Review: Spinning and Weaving

March 2, 2022

by Adele

Elizabeth Miller, the Contributing Editor of Spinning and Weaving: Radical Feminism for the 21st Century, noticed there hadn’t been a radical feminist anthology covering multiple topics for years. She wanted to preserve the insightful new theory women write daily online—from articles to social media comments. She reached out to many of them, receiving essays, poems and fiction from 38 contributors. They range from feminists still writing ground-breaking theory since the Second Wave to women in their twenties establishing new feminist organizations or critiquing existing ones.

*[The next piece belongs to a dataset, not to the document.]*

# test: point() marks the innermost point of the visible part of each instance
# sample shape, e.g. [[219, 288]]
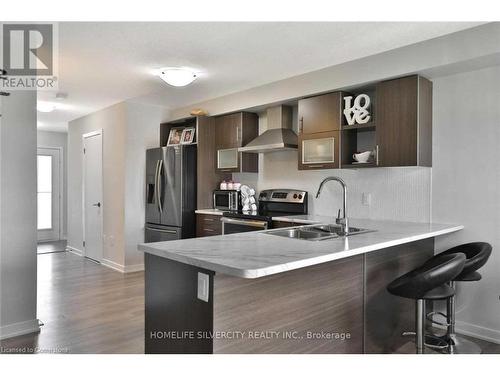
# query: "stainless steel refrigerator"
[[170, 193]]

She included as many international contributors as possible to reflect the “vast radical feminist work being done all over the world.” Women worldwide are forming new radical feminist and lesbian feminist organizations, consciousness raising groups, websites, podcasts, radio shows, and conferences and writing journals, zines, and books. They are demonstrating against authoritarianism and for feminist issues including reproductive health, food security, and education


Radical feminism “names the patriarchal system as the root of women’s oppression” and “identifies women’s liberation as what is needed to free ourselves.” It is not an “ideology” but is based on women’s experiences, and new theory must be developed in response to new methods of oppression. The title, inspired by the late Mary Daly, refers to the breaking of webs of patriarchal lies and the spinning of webs of thought and communities among women.

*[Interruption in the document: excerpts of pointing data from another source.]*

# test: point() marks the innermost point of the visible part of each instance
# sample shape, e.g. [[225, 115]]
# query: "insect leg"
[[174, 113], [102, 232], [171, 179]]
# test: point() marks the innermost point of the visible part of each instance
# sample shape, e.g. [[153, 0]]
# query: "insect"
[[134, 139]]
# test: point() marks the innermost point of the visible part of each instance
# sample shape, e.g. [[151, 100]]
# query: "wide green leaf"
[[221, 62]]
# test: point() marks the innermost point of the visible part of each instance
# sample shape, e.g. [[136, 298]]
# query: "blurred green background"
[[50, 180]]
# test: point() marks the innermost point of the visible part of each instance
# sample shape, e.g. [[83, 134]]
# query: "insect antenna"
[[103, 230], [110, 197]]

These writings expose worsening situations. They draw connections between the exploitation of women and the environment. Technology allows intrusive filming of women and deep fakes (falsified images of a person) to become internet porn. Radical feminists are banned from internet platforms while allowing fascism and violence. In real life, they are assaulted and their meetings disrupted. Indigenous women are silenced and violence against them trivialized when their history is rewritten. Counter revolution poses as liberal feminism, claiming increasing prostitution as “empowerment.” Several chapters expose the extreme harm to women in prostitution and capitalists who captured large organizations like Amnesty International to support their “sex workers rights” propaganda.

Contributors also theorize truly feminist solutions in thought and action. Thistle Pettersen describes the importance of replacing the culture of narcissism and body-hatred encouraged by internet addiction with “radical self-acceptance.” We can then replace traditional patriarchal cruelty towards other women with female friendship and community. Linda Bellos emphasizes building upon insights of earlier radical feminist groups, since the process of how groups are run is as important as what they do. Several chapters describe the rebuilding of the radical lesbian feminist movement and its past importance to women.


This anthology mentions by name some of the many mass movements of women worldwide from recent years, from demonstrations to collective farming. I hope these will be explored in depth in future books, whether or not the participants recognize themselves as part of the broader radical feminist movement. Anne E. Menasche emphasizes the importance of “winning the battle of ideas within the whole society, including the broad Left, through… in-the-streets feminist organizing and activism” since victories like the legalization of abortion “were won by mass struggle of millions of women.”

Miller is interviewing radical feminists about their activism on the Women’s Liberation Radio News (WLRN) podcast. This will be helpful to younger radical feminists who ask online what they can actually do to rescue a world with problems that may seem unsolvable. This insightful book will surely lead to more anthologies reflecting the explosive growth of the radical feminist movement.